A triangle has two sides of length 6 and 9. what value could the length of the third side be? check all that apply.

A. 10

B. 7

C. 4

D. 15

E. 2

F. 12

Guest Mar 11, 2019

#2**+2 **

This must pass the Triangle Inequality....thus....

6 + missing side > 9

missing side > 3

Also

6 + 9 > missing side

15 > missing side

So

3 < missing side < 15

So....A, B , C and F are possible answers

CPhill Mar 11, 2019

#3**+1 **

There is a specific theorem thats could help, its called the triangle inequality therom. So you cannot have the third side of your triangle must be greater than the difference of the two other sides. And also smaller than the sum of the two sides so.
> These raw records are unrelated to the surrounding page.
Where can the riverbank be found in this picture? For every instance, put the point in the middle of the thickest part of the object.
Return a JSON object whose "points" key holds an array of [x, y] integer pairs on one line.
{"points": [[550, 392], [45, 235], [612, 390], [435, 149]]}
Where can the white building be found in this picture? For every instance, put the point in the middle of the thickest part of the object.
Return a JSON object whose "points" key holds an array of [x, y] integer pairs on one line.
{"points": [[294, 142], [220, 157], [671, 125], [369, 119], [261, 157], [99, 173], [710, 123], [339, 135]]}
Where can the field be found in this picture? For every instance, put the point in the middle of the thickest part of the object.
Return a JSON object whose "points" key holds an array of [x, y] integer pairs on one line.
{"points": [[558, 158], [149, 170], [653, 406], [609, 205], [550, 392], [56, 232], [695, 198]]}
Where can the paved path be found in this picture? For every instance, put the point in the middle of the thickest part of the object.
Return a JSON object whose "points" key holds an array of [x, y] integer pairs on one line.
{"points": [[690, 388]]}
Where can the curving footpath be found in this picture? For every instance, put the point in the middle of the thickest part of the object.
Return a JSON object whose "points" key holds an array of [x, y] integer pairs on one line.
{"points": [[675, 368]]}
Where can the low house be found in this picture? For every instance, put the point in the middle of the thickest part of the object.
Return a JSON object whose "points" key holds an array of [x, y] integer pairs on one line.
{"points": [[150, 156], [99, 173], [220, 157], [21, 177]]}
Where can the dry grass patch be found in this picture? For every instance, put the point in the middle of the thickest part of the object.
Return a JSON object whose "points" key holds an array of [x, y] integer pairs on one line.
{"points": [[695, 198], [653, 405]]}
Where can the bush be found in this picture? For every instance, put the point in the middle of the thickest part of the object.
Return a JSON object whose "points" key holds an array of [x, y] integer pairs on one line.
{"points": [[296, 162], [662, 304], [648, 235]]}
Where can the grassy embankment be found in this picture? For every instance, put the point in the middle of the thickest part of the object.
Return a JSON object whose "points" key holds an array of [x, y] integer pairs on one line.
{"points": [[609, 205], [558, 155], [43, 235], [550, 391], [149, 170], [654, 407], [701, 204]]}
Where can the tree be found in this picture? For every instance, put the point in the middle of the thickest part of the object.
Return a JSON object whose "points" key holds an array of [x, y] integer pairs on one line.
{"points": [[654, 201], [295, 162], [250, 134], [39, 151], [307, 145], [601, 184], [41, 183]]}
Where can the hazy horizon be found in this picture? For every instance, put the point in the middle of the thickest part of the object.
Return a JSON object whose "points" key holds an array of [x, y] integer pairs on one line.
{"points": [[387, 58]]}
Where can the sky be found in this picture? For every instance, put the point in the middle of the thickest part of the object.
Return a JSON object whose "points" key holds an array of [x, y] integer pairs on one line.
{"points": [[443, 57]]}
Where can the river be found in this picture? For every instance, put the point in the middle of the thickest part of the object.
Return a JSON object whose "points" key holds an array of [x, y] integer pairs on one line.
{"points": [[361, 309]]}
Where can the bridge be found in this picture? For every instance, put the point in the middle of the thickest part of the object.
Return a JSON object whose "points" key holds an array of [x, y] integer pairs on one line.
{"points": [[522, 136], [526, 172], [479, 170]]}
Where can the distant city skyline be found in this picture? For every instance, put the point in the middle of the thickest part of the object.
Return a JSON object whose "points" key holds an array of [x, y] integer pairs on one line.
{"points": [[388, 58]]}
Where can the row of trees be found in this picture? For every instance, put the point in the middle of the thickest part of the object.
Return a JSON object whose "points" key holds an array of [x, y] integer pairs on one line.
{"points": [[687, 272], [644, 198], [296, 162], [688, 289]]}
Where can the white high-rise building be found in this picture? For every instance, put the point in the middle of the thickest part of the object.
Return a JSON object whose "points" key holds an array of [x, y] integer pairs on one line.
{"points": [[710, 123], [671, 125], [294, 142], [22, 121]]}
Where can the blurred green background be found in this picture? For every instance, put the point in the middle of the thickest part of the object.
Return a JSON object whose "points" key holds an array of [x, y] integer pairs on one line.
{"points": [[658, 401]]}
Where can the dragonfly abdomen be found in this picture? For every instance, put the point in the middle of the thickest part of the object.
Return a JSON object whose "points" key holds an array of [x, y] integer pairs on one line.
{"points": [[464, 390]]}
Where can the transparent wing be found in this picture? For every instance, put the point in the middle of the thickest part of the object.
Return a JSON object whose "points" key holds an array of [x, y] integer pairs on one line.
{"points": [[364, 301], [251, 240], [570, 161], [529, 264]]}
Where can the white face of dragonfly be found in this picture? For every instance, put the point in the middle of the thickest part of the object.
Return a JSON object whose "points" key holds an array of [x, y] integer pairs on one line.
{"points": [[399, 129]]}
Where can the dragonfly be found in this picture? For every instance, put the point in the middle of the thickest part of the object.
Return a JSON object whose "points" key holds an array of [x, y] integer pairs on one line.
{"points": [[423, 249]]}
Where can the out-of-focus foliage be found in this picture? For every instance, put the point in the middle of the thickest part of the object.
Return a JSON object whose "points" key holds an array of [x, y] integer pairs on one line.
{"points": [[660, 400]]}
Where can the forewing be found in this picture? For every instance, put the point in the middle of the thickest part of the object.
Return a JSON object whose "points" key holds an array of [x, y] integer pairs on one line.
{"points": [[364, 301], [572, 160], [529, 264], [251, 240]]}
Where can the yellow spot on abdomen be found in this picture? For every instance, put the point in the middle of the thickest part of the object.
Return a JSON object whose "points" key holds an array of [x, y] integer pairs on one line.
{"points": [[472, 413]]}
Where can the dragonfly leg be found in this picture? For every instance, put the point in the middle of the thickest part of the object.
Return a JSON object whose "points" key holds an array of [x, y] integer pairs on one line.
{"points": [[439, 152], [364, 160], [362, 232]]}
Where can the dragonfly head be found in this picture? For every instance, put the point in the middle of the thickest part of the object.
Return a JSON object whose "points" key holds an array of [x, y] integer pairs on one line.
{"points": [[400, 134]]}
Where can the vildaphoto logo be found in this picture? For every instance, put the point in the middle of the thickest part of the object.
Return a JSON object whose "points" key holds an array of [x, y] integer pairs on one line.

If you subtract 9 and 6 you get 3. So E.2 Is off the table. Since it is lower.

If you add 9 and 6 you get 15. So D.15 is off the table. Since it is equal to or greater than the combination of 9 and 6.

So the answers you have left are A.10, B.7, C.4, F.12. Since they are in between the diference of (9-6) and the addition of (9+6).

Hope this helps ;P

EmeraldWonder Mar 11, 2019

#4**+1 **

Imagine the angle between the two sides to be 1^{o} - the 9" side would extend 3" past the 6" side. Since the answers are __rounded__, the third side could be 3"

Now consider that angle to be 179^{o} - the third side would be 9" plus 6" which is 15"

Mentally view the 9" side swinging in an arc from the 1^{o} position to the 179^{o} position. The third side can be any length between the extremes.

so the answers are between 3" and 15" - therefore 10, 7, 4, 15, and 12.

.

Guest Mar 11, 2019

edited by
Guest
Mar 11, 2019